Restrictive covenants in employment contracts can prevent an employee from competing with an ex-employer after they have left a business, or stop an ex-employee from soliciting or dealing with previous customers that they dealt with during their previous employment.
It is myth that restrictive covenants are generally unenforceable, but they do need to be carefully drafted. Here we explore some of the Dos and Don’ts of these clauses in employment contracts.
- Ensure that when an employee joins an organisation the type and length of the restrictive covenants are considered for the particular employee, in the context of the job they are doing and in the industry you operate in. Remember that a restrictive covenant will be enforceable if a court is convinced that a business has a legitimate business interest to protect and that the restriction goes no further than is necessary to do this.
For example, the insurance broking industry is about the only industry that can get away with a non-solicitation/non-dealing covenants for twelve months because insurance policies are renewed annually. This is likely to be much too long for most other industries where the test is how long it will take another employee to develop that customer relationship. This in turn will be driven by how often they interact with the customer – if it is weekly then the period is likely to be much shorter than if they speak around twice a year.
When considering if a restrictive covenant is enforceable a court will always consider this as at the time the employee joins the business. If an employee joins at a junior level and has a wholly unreasonable restrictive covenant imposed on them but works his/her way up the organisation to a position where the covenant is now reasonable, the covenant will still be unenforceable because it will be considered in the context of the job the employer was originally employed to do.
Look at their specific job, whether they have customer contact (non-solicitation/non-dealing), whether they have knowledge of confidential plans to expand or pricing information (non-compete). Do they have influence over other employees, or operate as part of a team in circumstances where there would be a real risk if everyone left? (Non-solicitation of employees). How long will it take for someone else to develop a relationship with the client? The answer to these questions will determine what goes into restrictive covenants and for how long.
- Make sure restrictive covenants are regularly updated – when an employee is promoted or they change job, ensure that the covenants will still protect the business. So if they move from HR to sales, then non-solicitation and non-dealing covenants need to go into the contract. To be enforceable there should always be ‘consideration’ for the employee entering into a restrictive covenant – this can be money or money’s worth and so any new restriction can be ‘in consideration’ of the new job.
- Ensure that you enforce any breaches of restrictions, both for your ex-employees and those joining you. Make it clear, in writing, to new employees who are under covenant from their previous employer, that they must not breach these restrictions. This will help you to defend any claim against you that you have induced a breach of these restrictions. Similarly, if your former employees breach their restrictions, make sure you take action immediately because otherwise your failure to enforce restrictions will be used against you.
- Assume that a non-compete clause preventing an ex-employee from competing with your business is unenforceable. They can be enforced but only against those employees who have confidential information about i.e future plans for the business, trade connections or other confidential information which, if it gets into the hands of an employer, could give them a real competitive edge.
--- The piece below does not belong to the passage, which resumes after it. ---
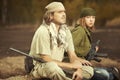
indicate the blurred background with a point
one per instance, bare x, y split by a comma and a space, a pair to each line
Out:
19, 19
It cannot be used to protect customer relationships, the courts expect non-solicitation and non-dealing clauses to be used for this. The exception is a ‘radius’ covenant (i.e don’t work within two miles of the office) and even then you have to be able to show that there is a correspondence between the ‘radius’ and the client base. While hairdressers and butchers might be able to show this, in today’s technological age often solicitors and accountants, who traditionally used to use this kind of ‘radius’ covenant, can have clients all over the country.
- Impose identical covenants in the contracts of all employees from the receptionist to the Managing Director. If you do, then you run the risk of them not being enforceable at all because it is clear you have not considered the legitimate business interest that you are trying to protect.
- Ignore a letter from a new employee’s employer alleging a breach of their restrictions. Speak to the employee immediately and make it clear that this is unacceptable behaviour and that they must stop. Confirm this in writing. If you do this then you will not be liable for inducing a breach but the new employee would still be liable to their former employer.
- Don’t forget that any clever attempts to get around restrictive covenants will generally be uncovered during a court case. The tentacles of disclosure are very long and can extend to personal texts, emails and indeed those of family members. The potential risks are high, with the losing party having to pay the other side’s significant legal costs, as well as any damages.